Cristo tuvo un cuerpo verdadero, y no un cuerpo venido del cielo, como pretende Valentin.

Aunque Valentin confesaba que Cristo habia tenido un cuerpo verdadero, decia, sin embargo, que no habia tomado carne de una virgen, sino que habia traido del cielo un cuerpo formado, que paso por la Santa Virgen sin recibir nada de ella, como el agua pasa por un canal. Esta asercion es igualmente contraria a la Sagrada Escritura, porque el Apostol dice a los Romanos, cap. I: De su hijo, que le fué hecho del linaje de David segun la carne; y en la epistola a los Galatas cap. IV: Envio a su hijo hecho de mujer.

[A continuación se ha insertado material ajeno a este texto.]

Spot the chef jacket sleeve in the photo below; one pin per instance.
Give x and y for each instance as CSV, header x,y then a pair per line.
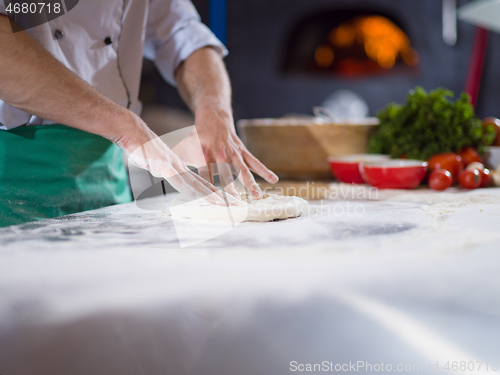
x,y
173,32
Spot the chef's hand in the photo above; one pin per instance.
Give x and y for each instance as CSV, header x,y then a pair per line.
x,y
220,144
145,150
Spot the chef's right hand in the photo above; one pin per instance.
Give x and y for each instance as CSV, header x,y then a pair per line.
x,y
145,150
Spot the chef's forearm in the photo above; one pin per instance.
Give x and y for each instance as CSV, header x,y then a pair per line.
x,y
37,83
203,83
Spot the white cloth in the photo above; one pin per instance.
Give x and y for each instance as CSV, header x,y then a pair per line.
x,y
166,31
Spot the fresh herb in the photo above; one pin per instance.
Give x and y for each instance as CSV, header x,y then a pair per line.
x,y
429,124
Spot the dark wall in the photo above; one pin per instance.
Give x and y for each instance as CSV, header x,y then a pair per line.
x,y
257,32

San Mateo dice también: Y Jacob engendro a José, esposo de Maria, de la que nacio Jesus, llamado Cristo; en seguida hace mencion de su Madre, anadiendo: Habiéndose casado su Madre con José: es asi que estas cosas no serian verdaderas si Cristo no hubiera tomado carne de una virgen; luego es falso que tomara un cuerpo celestial. Lo que dice el Apostol en la primera carta a los Corintios, cap. XV, debe entenderse en el sentido de que vino del cielo segun la divinidad, no segun la substancia de un cuerpo. Ademas, no habia razon alguna para que el Hijo de Dios, trayendo su cuerpo del cielo, entrase en el seno de la Virgen, si nada debia tomar de su substancia; y hubiera sido una ficcion aparente el salir del seno de una virgen, y que de ella habia recibido carne, siendo asi que nada habia recibido. Toda falsedad es ajena a Cristo; luego necesario es confesar que Cristo salio del seno de su Madre, tomando su carne de su propia substancia.